Inquiry on Vector Search Ranking Mechanism and Criteria

optimumbrew.nikunj · April 17, 2024, 6:13pm

I am integrating Pinecone’s vector database within our PHP Laravel application to enhance search functionality with a focus on context-based results. We use OpenAI’s text-embedding-3-large model for converting text into vector embeddings.
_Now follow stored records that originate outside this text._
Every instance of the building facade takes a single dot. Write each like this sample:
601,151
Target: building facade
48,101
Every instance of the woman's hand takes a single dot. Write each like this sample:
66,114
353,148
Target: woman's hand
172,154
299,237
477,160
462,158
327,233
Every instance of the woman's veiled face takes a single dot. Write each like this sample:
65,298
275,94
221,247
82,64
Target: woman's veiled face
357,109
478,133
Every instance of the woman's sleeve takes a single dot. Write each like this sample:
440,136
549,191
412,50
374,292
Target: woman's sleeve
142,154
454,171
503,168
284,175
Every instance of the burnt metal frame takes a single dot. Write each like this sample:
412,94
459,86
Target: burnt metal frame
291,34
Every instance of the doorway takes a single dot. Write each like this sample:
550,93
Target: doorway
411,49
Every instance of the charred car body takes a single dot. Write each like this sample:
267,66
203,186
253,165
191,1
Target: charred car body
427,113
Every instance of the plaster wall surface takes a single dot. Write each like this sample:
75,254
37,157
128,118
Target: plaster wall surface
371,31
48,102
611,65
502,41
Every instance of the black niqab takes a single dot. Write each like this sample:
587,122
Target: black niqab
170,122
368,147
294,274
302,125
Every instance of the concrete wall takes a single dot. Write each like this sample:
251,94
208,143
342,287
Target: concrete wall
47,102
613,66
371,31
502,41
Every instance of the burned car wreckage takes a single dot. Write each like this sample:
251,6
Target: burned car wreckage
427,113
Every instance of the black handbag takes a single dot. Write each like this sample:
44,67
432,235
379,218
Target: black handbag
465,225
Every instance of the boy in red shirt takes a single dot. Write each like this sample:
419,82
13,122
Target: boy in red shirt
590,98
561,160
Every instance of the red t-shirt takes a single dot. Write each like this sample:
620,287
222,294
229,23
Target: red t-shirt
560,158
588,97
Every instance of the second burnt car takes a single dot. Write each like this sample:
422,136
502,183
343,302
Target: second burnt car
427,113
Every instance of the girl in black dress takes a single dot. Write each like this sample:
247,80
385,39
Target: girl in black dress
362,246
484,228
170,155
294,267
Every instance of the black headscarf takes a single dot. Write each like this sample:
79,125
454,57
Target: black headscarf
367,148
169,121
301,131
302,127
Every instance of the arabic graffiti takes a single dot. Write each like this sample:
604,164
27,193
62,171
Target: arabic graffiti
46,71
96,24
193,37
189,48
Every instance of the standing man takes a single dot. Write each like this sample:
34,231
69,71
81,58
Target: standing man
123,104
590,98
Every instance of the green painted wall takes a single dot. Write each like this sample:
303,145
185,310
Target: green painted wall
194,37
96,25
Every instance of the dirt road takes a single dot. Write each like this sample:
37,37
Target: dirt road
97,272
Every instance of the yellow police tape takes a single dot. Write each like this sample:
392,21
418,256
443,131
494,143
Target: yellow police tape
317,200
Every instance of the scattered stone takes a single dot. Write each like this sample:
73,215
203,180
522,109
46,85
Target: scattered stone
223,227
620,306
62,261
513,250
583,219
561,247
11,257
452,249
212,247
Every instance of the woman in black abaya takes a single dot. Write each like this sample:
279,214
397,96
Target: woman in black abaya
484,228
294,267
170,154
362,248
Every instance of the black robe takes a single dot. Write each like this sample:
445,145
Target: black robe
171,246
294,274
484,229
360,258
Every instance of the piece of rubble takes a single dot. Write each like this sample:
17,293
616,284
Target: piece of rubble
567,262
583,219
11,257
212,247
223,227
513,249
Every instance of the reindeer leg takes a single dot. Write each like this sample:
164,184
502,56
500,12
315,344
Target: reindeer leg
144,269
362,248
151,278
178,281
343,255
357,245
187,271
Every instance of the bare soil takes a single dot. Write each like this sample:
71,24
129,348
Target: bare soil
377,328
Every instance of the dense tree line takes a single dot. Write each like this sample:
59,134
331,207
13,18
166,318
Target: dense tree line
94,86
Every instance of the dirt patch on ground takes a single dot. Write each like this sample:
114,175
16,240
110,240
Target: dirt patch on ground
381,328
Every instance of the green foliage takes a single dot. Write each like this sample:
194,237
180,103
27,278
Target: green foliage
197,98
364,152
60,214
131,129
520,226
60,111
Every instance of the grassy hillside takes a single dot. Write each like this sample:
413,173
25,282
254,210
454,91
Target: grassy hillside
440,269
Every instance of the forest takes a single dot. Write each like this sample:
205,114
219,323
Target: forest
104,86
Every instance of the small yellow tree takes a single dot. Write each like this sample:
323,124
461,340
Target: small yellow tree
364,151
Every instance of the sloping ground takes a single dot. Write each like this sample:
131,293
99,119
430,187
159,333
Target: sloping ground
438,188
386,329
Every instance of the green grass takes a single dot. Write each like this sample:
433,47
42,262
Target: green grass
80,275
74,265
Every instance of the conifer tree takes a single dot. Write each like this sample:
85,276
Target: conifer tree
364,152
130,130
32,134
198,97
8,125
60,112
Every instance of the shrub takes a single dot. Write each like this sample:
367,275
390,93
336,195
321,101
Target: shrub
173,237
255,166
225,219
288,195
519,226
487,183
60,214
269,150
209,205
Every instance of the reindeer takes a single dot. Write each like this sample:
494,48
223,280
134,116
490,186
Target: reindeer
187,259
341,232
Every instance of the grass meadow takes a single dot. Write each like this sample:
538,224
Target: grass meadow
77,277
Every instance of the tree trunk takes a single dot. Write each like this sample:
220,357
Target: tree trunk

To give you a better understanding of our scenario, consider two templates:

Template One Tags: diwali, special, exhibition, poster, posters, festival, festivals, divali, dewali, deepavali, deepawali, red, elegant
Template Two Tags: diwali, festival, lights, festivals, deepawali, deepavali, greetings, wish, wishes, card, greeting, design, celebration, dipawali, दीपावली, dewali, deewali, dipavali, दिवाळी, divali, dipawli, wishfully, festivel, featival, dipabali, fastivel, depavali, lighted

Could you provide a detailed explanation on how Pinecone’s vector search algorithm evaluates and ranks search results in this context? Specifically, I am interested in understanding why the algorithm might rank one template higher than the other based on their semantic relevance to a search query like “diwali.” What factors does Pinecone consider in its ranking process?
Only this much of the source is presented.